The Commissioner issued a bankruptcy notice against Dr Muir on the basis of a summary judgment decision of the High Court for unpaid taxes, interest and penalties (which came to just over $8m). Dr Muir sought to have the Court exercise its inherent jurisdiction to set aside the bankruptcy notice.

The High Court declined to grant the adjournment sought and / or set aside the bankruptcy notice on the basis that there were no exceptional circumstances or principled basis for doing so.

Application for leave to appeal dismissed

Lin v CIR [2018] NZSC 54, 20 June 2018

This case dealt with an issue of interpretation of the double tax agreement (DTA) between New Zealand and China. The Court of Appeal found that Ms Lin, a New Zealand resident, was not entitled to a credit against income tax liability for tax spared by China on income earned by the Chinese companies in which Ms Lin had an income interest.

The Supreme Court declined leave to appeal and found that two developments were strong indications that the arguments Ms Lin wished to pursue if leave was granted were not points of sufficient importance to justify leave to appeal to the Supreme Court. The Court also found that there was no appearance of a miscarriage of justice. The two developments that led to this decision are:

  • The effect of the change made by Parliament to the CFC regime in 2009 was that, from that time, the CFC regime required the attribution to a NZ shareholder of a CFC of the passive income of the CFC but not the active income (Ms Lin’s tax liability in the present case predated 2009). As tax sparing incentives were designed to promote active business, this meant that it was unlikely that a CFC would ever benefit from a tax sparing provision in relation to income attributed to it in New Zealand.
  • A new DTA is currently being negotiated between New Zealand and China. Although New Zealand has a long-standing policy of not agreeing to tax sparing provisions, it is anticipated that even if the new DTA allowed for tax sparing provisions, it would make clear one way or the other what credit should be available to a New Zealand tax resident.
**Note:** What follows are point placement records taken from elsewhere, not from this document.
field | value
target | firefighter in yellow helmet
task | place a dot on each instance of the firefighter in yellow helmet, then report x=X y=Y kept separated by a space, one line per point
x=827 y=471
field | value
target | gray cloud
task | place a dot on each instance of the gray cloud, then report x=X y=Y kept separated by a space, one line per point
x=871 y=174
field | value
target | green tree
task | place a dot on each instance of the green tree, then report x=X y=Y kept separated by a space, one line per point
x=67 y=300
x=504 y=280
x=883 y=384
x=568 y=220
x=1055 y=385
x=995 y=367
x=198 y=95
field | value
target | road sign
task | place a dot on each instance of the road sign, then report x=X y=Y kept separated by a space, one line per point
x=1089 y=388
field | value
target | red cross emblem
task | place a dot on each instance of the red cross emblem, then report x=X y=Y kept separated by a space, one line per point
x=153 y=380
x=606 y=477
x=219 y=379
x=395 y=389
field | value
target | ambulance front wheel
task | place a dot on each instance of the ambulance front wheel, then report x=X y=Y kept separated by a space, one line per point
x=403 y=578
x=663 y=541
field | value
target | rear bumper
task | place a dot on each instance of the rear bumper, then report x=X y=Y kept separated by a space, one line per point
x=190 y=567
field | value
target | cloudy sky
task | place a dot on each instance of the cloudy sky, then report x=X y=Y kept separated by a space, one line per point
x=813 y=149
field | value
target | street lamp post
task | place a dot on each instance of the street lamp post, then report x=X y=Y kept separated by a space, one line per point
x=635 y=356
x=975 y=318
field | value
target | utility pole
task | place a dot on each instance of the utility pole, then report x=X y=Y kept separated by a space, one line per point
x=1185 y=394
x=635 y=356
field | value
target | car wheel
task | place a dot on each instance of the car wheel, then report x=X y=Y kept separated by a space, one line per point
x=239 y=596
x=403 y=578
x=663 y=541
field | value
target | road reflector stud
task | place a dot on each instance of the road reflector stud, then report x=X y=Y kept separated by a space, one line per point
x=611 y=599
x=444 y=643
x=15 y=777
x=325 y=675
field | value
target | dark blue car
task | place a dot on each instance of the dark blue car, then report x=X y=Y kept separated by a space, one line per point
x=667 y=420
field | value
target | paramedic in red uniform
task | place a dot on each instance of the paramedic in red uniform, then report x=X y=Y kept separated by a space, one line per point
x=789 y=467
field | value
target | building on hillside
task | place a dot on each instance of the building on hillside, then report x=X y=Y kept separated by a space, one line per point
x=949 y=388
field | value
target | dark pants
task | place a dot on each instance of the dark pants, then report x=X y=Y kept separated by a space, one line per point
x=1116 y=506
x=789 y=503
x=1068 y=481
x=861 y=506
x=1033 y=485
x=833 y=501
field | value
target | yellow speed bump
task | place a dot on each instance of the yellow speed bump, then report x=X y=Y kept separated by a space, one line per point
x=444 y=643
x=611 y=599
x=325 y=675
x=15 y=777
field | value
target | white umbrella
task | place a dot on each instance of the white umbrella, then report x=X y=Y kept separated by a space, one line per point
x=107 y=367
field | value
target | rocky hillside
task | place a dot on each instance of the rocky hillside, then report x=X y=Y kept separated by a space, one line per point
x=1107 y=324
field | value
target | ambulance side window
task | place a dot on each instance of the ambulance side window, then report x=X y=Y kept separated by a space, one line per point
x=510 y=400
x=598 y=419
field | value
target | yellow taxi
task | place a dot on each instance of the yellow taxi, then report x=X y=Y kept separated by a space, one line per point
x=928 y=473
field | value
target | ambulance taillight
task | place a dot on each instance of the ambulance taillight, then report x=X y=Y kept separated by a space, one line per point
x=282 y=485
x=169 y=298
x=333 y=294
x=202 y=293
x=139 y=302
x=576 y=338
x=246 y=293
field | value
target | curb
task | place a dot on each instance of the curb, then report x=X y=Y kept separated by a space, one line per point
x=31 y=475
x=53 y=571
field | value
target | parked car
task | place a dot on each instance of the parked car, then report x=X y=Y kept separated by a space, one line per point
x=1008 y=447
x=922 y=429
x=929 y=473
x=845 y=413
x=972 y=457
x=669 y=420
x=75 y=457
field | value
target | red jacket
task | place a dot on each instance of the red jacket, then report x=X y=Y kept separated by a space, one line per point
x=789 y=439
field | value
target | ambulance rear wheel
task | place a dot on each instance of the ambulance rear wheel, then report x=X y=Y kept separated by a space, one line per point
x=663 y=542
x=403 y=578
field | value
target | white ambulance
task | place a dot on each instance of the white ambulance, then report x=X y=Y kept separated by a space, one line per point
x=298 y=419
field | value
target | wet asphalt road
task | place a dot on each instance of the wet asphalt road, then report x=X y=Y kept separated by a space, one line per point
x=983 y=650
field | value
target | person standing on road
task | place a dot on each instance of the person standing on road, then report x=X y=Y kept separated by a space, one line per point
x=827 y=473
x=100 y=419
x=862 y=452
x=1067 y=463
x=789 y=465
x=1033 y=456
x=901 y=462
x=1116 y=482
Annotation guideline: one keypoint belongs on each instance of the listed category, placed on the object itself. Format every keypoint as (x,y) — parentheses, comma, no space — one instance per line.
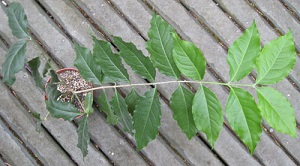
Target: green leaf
(110,63)
(105,106)
(146,117)
(207,113)
(188,58)
(276,60)
(34,65)
(277,110)
(160,46)
(51,90)
(119,106)
(46,68)
(131,100)
(181,103)
(14,62)
(59,109)
(83,135)
(243,52)
(88,103)
(244,117)
(17,20)
(87,66)
(136,59)
(38,120)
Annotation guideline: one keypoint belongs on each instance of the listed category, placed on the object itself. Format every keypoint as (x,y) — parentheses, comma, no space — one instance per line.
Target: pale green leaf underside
(279,115)
(34,65)
(207,113)
(147,115)
(244,117)
(243,52)
(14,62)
(105,106)
(276,60)
(181,103)
(160,46)
(17,20)
(120,108)
(59,109)
(83,135)
(88,103)
(87,66)
(136,59)
(110,63)
(188,58)
(131,100)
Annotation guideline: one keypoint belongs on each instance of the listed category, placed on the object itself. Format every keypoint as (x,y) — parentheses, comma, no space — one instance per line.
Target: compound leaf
(83,135)
(146,117)
(207,113)
(131,100)
(136,59)
(244,117)
(105,106)
(34,65)
(276,60)
(87,66)
(17,20)
(88,103)
(277,110)
(160,46)
(243,52)
(181,103)
(14,62)
(110,63)
(119,106)
(188,58)
(59,109)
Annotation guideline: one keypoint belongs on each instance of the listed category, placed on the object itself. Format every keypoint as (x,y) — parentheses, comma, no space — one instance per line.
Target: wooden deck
(211,24)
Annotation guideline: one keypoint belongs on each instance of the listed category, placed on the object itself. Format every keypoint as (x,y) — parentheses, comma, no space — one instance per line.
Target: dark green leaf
(188,58)
(38,120)
(243,52)
(136,59)
(277,110)
(17,20)
(14,62)
(34,65)
(51,90)
(110,63)
(181,103)
(59,109)
(105,106)
(276,60)
(244,117)
(88,68)
(146,117)
(83,135)
(88,103)
(131,100)
(160,46)
(207,113)
(46,68)
(119,106)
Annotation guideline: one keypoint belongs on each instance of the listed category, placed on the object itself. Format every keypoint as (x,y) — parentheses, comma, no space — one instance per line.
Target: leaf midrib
(166,55)
(244,55)
(273,63)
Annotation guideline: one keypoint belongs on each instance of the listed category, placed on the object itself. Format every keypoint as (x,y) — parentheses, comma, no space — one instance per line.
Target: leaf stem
(160,83)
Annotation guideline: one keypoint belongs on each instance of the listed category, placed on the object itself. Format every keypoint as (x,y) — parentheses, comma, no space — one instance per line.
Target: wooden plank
(168,128)
(12,150)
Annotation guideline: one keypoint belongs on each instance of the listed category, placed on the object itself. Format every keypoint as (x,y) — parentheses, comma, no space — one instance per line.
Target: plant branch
(160,83)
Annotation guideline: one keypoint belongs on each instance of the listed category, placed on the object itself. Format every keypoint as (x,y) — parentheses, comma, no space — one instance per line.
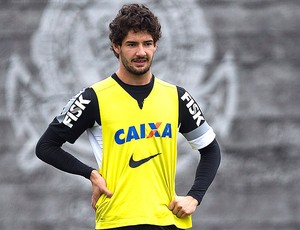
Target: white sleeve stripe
(202,129)
(95,138)
(203,140)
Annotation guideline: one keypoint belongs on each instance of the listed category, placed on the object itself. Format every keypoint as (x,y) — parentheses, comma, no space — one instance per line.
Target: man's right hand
(98,187)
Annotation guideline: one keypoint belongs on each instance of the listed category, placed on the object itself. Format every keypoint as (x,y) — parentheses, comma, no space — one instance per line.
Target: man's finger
(171,206)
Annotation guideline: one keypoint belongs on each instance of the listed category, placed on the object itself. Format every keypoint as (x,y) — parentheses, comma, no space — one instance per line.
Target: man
(132,119)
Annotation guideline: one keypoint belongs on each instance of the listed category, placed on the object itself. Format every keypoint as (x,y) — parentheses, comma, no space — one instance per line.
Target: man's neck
(132,79)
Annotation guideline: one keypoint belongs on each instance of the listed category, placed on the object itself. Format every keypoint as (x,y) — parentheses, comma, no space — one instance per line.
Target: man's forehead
(139,36)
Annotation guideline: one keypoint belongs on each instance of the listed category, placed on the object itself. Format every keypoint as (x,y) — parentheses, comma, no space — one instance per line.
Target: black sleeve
(80,113)
(190,115)
(206,170)
(49,150)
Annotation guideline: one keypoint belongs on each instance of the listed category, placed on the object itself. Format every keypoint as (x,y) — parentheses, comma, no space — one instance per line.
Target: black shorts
(147,227)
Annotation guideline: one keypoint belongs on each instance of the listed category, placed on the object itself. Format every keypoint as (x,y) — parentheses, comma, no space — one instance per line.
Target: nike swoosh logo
(135,164)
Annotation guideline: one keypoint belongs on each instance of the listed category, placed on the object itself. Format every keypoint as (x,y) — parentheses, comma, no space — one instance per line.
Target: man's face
(136,52)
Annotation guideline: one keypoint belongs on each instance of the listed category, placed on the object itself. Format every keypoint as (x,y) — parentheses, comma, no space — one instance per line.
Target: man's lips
(140,62)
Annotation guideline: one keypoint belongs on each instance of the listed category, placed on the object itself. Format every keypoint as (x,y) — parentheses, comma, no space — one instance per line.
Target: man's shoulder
(103,84)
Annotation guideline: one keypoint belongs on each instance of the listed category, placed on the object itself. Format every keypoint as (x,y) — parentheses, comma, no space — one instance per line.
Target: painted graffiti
(70,50)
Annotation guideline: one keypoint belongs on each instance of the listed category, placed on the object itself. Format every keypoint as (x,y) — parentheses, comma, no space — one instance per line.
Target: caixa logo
(157,129)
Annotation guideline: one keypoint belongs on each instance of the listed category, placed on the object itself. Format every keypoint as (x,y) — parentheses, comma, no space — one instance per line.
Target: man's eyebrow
(137,42)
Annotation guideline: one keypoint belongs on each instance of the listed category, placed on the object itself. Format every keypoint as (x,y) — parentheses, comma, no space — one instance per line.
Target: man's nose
(140,51)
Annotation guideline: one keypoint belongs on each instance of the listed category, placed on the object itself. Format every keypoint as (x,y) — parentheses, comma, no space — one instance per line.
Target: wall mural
(70,51)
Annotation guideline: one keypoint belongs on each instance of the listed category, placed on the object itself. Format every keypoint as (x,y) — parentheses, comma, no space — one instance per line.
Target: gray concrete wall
(240,60)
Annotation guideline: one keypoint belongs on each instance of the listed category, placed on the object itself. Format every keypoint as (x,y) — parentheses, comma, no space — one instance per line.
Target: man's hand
(98,187)
(183,206)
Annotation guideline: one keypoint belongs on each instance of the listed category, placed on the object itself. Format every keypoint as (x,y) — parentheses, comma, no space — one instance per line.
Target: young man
(132,119)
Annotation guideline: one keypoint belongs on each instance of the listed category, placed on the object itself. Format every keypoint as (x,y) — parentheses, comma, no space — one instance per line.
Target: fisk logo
(135,133)
(193,108)
(75,111)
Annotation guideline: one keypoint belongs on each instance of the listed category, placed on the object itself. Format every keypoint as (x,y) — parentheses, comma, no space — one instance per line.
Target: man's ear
(116,48)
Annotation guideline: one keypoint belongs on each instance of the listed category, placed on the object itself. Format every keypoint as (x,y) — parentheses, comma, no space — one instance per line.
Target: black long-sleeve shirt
(49,147)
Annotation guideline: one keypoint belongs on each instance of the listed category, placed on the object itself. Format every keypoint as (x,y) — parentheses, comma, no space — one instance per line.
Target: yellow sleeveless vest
(139,156)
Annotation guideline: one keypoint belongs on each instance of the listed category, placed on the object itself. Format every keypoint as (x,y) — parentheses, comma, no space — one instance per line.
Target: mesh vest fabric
(139,156)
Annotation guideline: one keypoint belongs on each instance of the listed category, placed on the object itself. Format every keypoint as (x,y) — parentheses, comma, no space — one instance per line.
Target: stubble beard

Automatic Exchange of Information reminder

New Zealand has signed up to the Automatic Exchange of Information (AEOI), a global OECD initiative to combat tax evasion, and as part of this, financial institutions will provide Inland Revenue with information about foreign tax residents with financial accounts in New Zealand, in line with the Common Reporting Standard (CRS).

Inland Revenue has issued a reminder that CRS registrations for New Zealand financial institutions began 17 April 2018 in myIR. Tax agents, with authorisation, are able to register and report on behalf of existing clients for a CRS account within myIR. All New Zealand financial institutions needed to submit information to Inland Revenue by 30 June 2018.